Trading, Clearing and Settlement Transactions at NCDEX


The trading system on the NCDEX provides a fully automated screen based trading for futures on commodities on a nationwide basis as well as online monitoring and surveillance mechanism. It supports an order driven market and provides complete transparency of trading operations. Order matching is essential on the basis of commodity, its price, time and quantity. All quantity fields are in units and price in rupees. The exchange specifies the unit of trading and the delivery unit for futures contracts on various commodities. The exchange notifies the regular lot size and tick size for each of the contracts traded from time to time. When any order enters the trading system, it is an active order. It tries to finds a match on the other side of the book. If it finds a match, a trade is generated. If it does not find a match, the order becomes passive and gets queued in the respective outstanding order book in the system. Time stamping is done for each trade and provides the possibility for a complete audit trail if required. NCDEX trades commodity futures contracts having one month, two month and three month expiry cycles.

All contracts expire on the 20th of the expiry month. Thus a January expiration contract would expire on the 20th of January and a February expiry contract would cease trading on the 20th of February. If the 20th of the expiry month is a trading holiday, the contracts shall expire on the previous trading day. New contracts will be introduced on the trading day following the expiry of the near month contract.


National Securities Clearing Corporation Limited (NSCCL) undertakes clearing of trades executed on the NCDEX. The settlement guarantee fund is maintained and managed by NCDEX. Only clearing members including professional clearing members (PCMs) only are entitled to clear and settle contracts through the clearing house.
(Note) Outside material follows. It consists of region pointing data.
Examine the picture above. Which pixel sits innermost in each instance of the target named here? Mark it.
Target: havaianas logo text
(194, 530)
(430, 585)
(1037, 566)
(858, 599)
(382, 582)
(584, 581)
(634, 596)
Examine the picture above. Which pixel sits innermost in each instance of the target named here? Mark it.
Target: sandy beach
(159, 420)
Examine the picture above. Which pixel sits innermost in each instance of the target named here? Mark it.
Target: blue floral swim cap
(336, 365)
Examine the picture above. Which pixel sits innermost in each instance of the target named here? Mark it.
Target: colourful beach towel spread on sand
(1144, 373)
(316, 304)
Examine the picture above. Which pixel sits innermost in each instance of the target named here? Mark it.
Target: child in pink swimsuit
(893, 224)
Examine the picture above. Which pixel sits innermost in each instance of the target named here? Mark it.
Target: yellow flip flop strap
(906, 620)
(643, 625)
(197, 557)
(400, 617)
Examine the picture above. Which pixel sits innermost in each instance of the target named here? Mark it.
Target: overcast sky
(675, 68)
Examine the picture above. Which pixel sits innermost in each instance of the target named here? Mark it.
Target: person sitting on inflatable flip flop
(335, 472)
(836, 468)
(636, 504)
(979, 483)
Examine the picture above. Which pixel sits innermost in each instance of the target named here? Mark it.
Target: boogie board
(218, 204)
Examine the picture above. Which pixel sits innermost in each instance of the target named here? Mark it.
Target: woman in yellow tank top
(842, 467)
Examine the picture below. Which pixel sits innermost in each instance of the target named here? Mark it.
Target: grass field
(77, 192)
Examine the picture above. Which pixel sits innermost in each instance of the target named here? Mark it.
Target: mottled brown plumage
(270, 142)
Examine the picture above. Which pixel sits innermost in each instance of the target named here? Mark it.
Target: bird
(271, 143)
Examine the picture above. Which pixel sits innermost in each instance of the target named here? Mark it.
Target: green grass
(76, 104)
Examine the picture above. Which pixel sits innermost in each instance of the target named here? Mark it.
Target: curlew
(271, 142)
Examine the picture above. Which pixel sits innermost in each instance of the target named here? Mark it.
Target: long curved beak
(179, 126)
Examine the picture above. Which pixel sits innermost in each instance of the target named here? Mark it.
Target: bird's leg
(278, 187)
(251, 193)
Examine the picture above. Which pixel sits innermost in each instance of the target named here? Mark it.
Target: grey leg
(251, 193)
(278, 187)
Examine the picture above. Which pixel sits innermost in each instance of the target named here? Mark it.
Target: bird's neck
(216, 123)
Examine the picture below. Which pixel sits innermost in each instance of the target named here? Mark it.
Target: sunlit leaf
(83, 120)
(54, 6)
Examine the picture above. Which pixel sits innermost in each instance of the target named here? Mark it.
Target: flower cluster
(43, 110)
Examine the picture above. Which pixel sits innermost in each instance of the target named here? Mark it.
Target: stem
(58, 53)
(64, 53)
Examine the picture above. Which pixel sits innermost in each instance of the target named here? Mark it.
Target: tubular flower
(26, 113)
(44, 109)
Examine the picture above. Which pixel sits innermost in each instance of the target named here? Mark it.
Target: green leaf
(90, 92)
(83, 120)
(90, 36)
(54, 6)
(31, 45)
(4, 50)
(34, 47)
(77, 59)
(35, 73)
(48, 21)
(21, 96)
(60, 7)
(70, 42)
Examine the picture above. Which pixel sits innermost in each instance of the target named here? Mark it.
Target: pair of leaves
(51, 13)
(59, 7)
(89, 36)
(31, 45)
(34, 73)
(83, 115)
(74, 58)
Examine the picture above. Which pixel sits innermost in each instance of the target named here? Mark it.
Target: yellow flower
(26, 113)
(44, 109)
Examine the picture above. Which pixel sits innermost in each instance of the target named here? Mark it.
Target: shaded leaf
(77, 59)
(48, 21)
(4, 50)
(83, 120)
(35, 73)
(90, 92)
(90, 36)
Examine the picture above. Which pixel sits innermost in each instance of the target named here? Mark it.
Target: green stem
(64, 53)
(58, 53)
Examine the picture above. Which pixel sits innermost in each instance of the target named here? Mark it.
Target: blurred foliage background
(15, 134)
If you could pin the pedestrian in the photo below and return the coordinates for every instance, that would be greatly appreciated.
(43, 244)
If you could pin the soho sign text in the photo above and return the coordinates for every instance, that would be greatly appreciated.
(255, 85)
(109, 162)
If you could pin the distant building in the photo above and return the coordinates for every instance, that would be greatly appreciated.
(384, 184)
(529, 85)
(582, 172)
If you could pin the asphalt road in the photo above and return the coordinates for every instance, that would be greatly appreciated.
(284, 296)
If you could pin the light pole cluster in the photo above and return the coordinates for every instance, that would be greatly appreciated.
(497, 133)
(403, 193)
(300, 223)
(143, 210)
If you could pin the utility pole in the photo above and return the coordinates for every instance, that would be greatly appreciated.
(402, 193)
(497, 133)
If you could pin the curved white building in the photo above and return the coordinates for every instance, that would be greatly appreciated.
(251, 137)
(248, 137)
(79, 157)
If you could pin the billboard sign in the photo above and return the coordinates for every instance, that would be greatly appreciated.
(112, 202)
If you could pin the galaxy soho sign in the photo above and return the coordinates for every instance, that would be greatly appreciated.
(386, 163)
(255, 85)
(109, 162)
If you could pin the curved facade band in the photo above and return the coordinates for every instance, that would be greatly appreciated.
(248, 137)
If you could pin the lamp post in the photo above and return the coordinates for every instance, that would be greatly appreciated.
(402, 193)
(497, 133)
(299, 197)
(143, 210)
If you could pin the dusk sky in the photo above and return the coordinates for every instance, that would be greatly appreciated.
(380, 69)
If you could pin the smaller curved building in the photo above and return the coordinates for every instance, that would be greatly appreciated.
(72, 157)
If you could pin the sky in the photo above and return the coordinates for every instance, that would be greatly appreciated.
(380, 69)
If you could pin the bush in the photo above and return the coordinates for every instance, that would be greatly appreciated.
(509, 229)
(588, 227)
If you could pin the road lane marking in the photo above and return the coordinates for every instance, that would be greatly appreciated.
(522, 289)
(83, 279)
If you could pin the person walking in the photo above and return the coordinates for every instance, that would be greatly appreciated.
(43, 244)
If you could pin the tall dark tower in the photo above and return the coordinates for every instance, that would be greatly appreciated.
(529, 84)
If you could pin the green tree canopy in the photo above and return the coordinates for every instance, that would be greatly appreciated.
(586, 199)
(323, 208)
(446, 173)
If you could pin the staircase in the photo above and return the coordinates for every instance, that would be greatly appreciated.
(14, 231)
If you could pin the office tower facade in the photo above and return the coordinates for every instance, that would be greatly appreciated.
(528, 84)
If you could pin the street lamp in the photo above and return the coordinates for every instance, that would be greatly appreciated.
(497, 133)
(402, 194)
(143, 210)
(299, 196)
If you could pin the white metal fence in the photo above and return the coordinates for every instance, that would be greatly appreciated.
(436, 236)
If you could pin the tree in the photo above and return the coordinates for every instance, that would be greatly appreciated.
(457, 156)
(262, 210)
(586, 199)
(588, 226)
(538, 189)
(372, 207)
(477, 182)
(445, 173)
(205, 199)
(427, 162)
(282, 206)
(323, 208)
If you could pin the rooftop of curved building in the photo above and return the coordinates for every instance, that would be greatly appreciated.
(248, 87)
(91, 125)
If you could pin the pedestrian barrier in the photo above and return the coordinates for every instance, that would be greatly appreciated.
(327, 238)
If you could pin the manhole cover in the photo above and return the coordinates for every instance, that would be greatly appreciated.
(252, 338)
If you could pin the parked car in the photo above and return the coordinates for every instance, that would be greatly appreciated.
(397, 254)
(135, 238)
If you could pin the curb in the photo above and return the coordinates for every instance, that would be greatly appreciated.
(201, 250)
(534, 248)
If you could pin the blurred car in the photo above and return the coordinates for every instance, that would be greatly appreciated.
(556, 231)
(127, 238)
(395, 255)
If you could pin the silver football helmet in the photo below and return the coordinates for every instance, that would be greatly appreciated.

At NCDEX, after the trading hours on the expiry date, based on the available information, the matching for deliveries takes place firstly, on the basis of locations and then randomly, keeping in view the factors such as available capacity of the vault/warehouse, commodities already deposited and dematerialized and offered for delivery etc. Matching done by this process is binding on the clearing members. After completion of the matching process, clearing members are informed of the deliverable/ receivable positions and the unmatched positions. Unmatched positions have to be settled in cash.

The cash settlement is only for the incremental gain/loss as determined on the basis of final settlement price.


Futures contracts have two types of settlements, the MTM settlement which happens on a continuous basis at the end of each day, and the final settlement which happens on the last trading day of the futures contract. On the NCDEX, daily MTM settlement and the final MTM settlement in respect of admitted deals in futures contracts are cash settled by debiting/crediting the clearing accounts of CMs with the respective clearing bank. All positions of a CM, brought forward, created during the day or closed out during the day, are market to market at the daily settlement price or the final settlement price at the close of trading hours on a day.

On the date of expiry, the final settlement price is the spot price on the expiry day. The responsibility of settlement is on a trading cum clearing member for all trades done on his own account and his client’s trades. A professional clearing member is responsible for settling all the participants’ trades, which he has confirmed to the exchange. On the expiry date of a futures contract, members submit delivery information through delivery request window on the trader workstations provided by NCDEX for all open positions for a commodity for all constituents individually. NCDEX on receipt of such information matches the information and arrives at delivery position for a member for a commodity. The seller intending to make delivery takes the commodities to the designated warehouse.

These commodities have to be assayed by the exchange specified assayer. The commodities have to meet the contract specifications with allowed variances. If the commodities meet the specifications, the warehouse accepts them. Warehouse then ensures that the receipts get updated in the depository system giving a credit in the depositor’s electronic account. The seller the gives the invoice to his clearing member, who would courier the same to the buyer’s clearing member. On an appointed date, the buyer goes to the warehouse and takes physical possession of the commodities.